Chainguard, a start-up focused on secure open-source components, raised $356 million in a Series D round. The round was led by Kleiner Perkins and IVP, with Salesforce Ventures and Datadog Ventures also participating. This brings the company’s total funding to $612 million, valuing Chainguard at $3.5 billion. CEO Dan Lorenc highlighted that Chainguard’s revenue grew significantly, from $5 million to $40 million, and the company now serves over 100 paying enterprise customers.
Founded by ex-Google engineers, Chainguard initially offered pre-secured Linux container images for Kubernetes environments.
The company’s product catalog grew rapidly from 400 to 1,400 container images within the past year. Chainguard’s success is attributed to its “software factory,” an automated system that patches and signs over 13,000 upstream open-source packages. This factory now supports Chainguard VMs and Chainguard Libraries, both aimed at securing open-source solutions for enterprise customers.

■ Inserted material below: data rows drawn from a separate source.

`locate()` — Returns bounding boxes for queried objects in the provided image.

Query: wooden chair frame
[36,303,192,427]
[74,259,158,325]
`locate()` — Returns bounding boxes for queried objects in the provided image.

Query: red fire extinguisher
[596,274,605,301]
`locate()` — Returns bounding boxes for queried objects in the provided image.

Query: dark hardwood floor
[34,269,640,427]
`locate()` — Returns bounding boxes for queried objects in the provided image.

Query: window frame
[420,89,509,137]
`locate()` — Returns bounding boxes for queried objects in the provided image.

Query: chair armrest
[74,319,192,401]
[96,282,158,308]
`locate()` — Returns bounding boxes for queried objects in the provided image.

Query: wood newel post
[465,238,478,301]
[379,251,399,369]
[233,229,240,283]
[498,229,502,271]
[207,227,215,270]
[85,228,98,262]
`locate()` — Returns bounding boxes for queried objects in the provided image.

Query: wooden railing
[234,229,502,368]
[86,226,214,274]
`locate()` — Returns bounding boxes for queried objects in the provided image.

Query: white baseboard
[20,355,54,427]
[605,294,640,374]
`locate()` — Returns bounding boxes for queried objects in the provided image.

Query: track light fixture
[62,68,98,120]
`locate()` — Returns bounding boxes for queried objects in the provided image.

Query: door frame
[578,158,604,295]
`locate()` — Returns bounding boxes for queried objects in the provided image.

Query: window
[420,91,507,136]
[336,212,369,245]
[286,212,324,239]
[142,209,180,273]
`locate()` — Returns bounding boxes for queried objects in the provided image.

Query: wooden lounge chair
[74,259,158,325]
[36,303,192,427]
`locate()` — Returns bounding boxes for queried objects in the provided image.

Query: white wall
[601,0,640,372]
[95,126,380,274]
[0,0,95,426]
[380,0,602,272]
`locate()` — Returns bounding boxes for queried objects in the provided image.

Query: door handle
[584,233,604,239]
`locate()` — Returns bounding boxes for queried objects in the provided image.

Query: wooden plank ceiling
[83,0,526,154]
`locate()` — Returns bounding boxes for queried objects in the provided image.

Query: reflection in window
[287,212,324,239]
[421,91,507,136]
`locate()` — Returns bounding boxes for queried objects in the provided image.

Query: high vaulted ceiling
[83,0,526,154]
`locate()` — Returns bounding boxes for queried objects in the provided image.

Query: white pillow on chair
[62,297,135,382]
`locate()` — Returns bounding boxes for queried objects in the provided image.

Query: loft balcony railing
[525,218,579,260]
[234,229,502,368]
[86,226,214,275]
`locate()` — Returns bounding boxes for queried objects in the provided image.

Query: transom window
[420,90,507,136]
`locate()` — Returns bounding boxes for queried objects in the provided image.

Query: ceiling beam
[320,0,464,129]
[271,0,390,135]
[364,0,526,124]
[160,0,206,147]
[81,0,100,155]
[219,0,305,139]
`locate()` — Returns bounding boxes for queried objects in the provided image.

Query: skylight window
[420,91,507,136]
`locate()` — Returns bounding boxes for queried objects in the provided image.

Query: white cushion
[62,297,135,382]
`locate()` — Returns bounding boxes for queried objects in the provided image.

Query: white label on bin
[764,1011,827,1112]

The company counts major organizations such as ANZ Bank, Canva, GitLab, Hewlett Packard Enterprise, and Snap Inc. among its customers. Chainguard’s offerings are designed to secure the open-source software supply chain, which is becoming increasingly crucial due to a rise in security incidents. Chainguard’s growing catalog and security solutions are designed to reduce the amount of daily maintenance required for enterprises using open-source components.
Chainguard plans to use the funding to expand its team in engineering and sales, aiming to secure more open-source projects. With the increase in supply chain security incidents, Chainguard’s offerings are seen as a critical tool for compliance teams. The company aims to be the “safe source” for open-source by continuously securing and hardening software at all levels of the stack.